And here again, Mr Revere—along with Messrs Urann, Proctor, and Barber—appears towards the top or our list.

So, there you have it. From a table of membership in different groups we have gotten a picture of a kind of social network between individuals, a sense of the degree of connection between organizations, and some strong hints of who the key players are in this world. And all this—all of it!—from the merest sliver of metadata about a single modality of relationship between people. I do not wish to overstep the remit of my memorandum but I must ask you to imagine what might be possible if we were but able to collect information on very many more people, and also synthesize information from different kinds of ties between people! For the simple methods I have described are quite generalizable in these ways, and their capability only becomes more apparent as the size and scope of the information they are given increases. We would not need to know what was being whispered between individuals, only that they were connected in various ways. The analytical engine would do the rest! I daresay the shape of the real structure of social relations would emerge from our calculations gradually, first in outline only, but eventually with ever-increasing clarity and, at last, in beautiful detail—like a great, silent ship coming out of the gray New England fog.

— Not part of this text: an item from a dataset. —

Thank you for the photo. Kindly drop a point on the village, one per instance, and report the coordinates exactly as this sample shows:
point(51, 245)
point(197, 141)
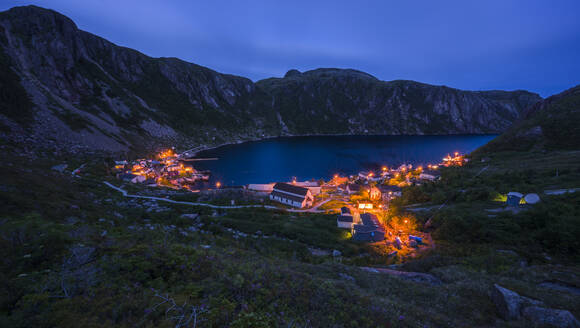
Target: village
point(360, 201)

I admit that, in addition to the possibilities for finding something interesting, there may also be the prospect of discovering suggestive but ultimately incorrect or misleading patterns. But I feel this problem would surely be greatly ameliorated by more and better metadata. At the present time, alas, the technology required to automatically collect the required information is beyond our capacity. But I say again, if a mere scribe such as I—one who knows nearly nothing—can use the very simplest of these methods to pick the name of a traitor like Paul Revere from those of two hundred and fifty four other men, using nothing but a list of memberships and a portable calculating engine, then just think what weapons we might wield in the defense of liberty one or two centuries from now.

Note: After I posted this, Michael Chwe emailed to tell me that Shin-Kap Han has published an article analyzing Fischer’s Revere data in rather more detail. I first came across Fischer’s data when I read Paul Revere’s Ride some years ago. I transcribed it and worked on it a little (making the graphs shown here) when I was asked to give a presentation on the usefulness of Sociological methods to graduate students in Duke’s History department. It’s very nice to see Han’s much fuller published analysis, as he’s an SNA specialist, unlike me.